FO et la CGT, reçues ensuite, n’ont pas changé de ligne. Philippe Martinez, numéro un de la CGT, a déclaré à son arrivée qu’il réclamerait « le retrait » du projet. Même attitude chez FO : « Je ne négocie pas un plat de lentilles, on veut le repas complet », a taclé Jean-Claude Mailly, secrétaire général du syndicat, menaçant d’actions autres que celles déjà programmées les 9 et 31 mars.
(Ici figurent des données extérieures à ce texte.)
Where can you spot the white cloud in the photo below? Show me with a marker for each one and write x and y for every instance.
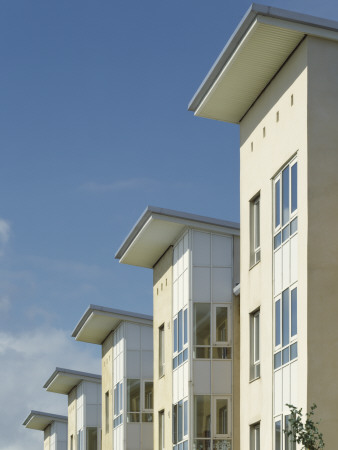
(27, 360)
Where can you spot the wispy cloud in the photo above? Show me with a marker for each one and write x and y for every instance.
(120, 185)
(27, 360)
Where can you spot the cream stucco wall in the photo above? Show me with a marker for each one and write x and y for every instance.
(162, 295)
(261, 158)
(107, 386)
(322, 237)
(72, 418)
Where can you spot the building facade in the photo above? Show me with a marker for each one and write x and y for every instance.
(277, 79)
(195, 262)
(54, 429)
(127, 375)
(83, 391)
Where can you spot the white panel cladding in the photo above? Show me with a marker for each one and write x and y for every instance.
(278, 397)
(221, 251)
(286, 387)
(286, 264)
(221, 284)
(175, 386)
(202, 377)
(185, 379)
(133, 364)
(221, 377)
(278, 271)
(133, 336)
(294, 258)
(79, 408)
(201, 284)
(146, 338)
(147, 364)
(201, 250)
(133, 437)
(294, 383)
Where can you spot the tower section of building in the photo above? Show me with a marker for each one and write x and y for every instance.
(277, 79)
(127, 374)
(196, 363)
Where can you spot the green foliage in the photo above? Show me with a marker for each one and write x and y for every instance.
(307, 433)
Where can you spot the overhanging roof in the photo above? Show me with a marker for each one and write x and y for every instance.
(38, 420)
(62, 381)
(158, 228)
(258, 48)
(98, 321)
Du côté du patronat, la CGPME est attendue à 16 h 30. Ces concertations se poursuivront mardi avec la CFE-CGC (cadres) et le Medef, et mercredi avec l’UPA et l’Unsa, avant une réunion plénière le 14 mars. Mais la marge de manoeuvre est étroite pour le gouvernement, désireux de ne pas braquer le patronat, qui a déjà mis en garde contre un « affadissement » de la réforme. Le secrétaire général de la CFDT, Laurent Berger, interlocuteur privilégié du gouvernement, a prévenu lundi matin que son syndicat « ne lâcherait pas » sur sa demande de retrait du barème des indemnités prud’homales.

Le Premier ministre s’est dit déterminé à faire voter le texte au Parlement « avec les amendements nécessaires ». Les concertations avec les partenaires sociaux sont l’occasion pour le chef du gouvernement de « rappeler la philosophie de cette réforme qui rend notre système plus efficace, plus juste », a dit Emmanuel Macron. Il doit aussi répondre à la « précarité » des salariés, alors que « neuf contrats sur dix sont des CDD ou de l’intérim », a-t-il ajouté.

« M. de Villepin, il ne pensait pas plier non plus à l’époque »

Ce projet de loi, dont la présentation en conseil des ministres a été repoussée du 9 au 24 mars pour laisser au gouvernement le temps de le « retravailler », est censé répondre au chômage de masse. Il est jugé trop favorable aux entreprises par les syndicats et une partie de la gauche. Face à la nouvelle journée de grèves et manifestations prévue mercredi, 58 % des Français voient déjà le mouvement prendre autant d’ampleur que la fronde anti-CPE (contrat première embauche) il y a dix ans, selon un sondage. La forte mobilisation, notamment des lycéens et étudiants, avait alors conduit le gouvernement Villepin à reculer. « M. de Villepin, il ne pensait pas plier non plus à l’époque », a ironisé Jean-Claude Mailly. Dimanche, l’ancien ministre du Travail Xavier Bertrand (Les Républicains) s’est lui aussi demandé si cette « affaire » n’allait pas « finir en CPE ».

La contestation atteint les rangs du Parti socialiste, et le Premier ministre devra convaincre les députés de son propre parti, réunis mardi soir pour un séminaire consacré au projet de loi. Avant cela, Myriam El Khomri aura lundi soir la lourde tâche d’aller défendre son texte devant le bureau national du PS.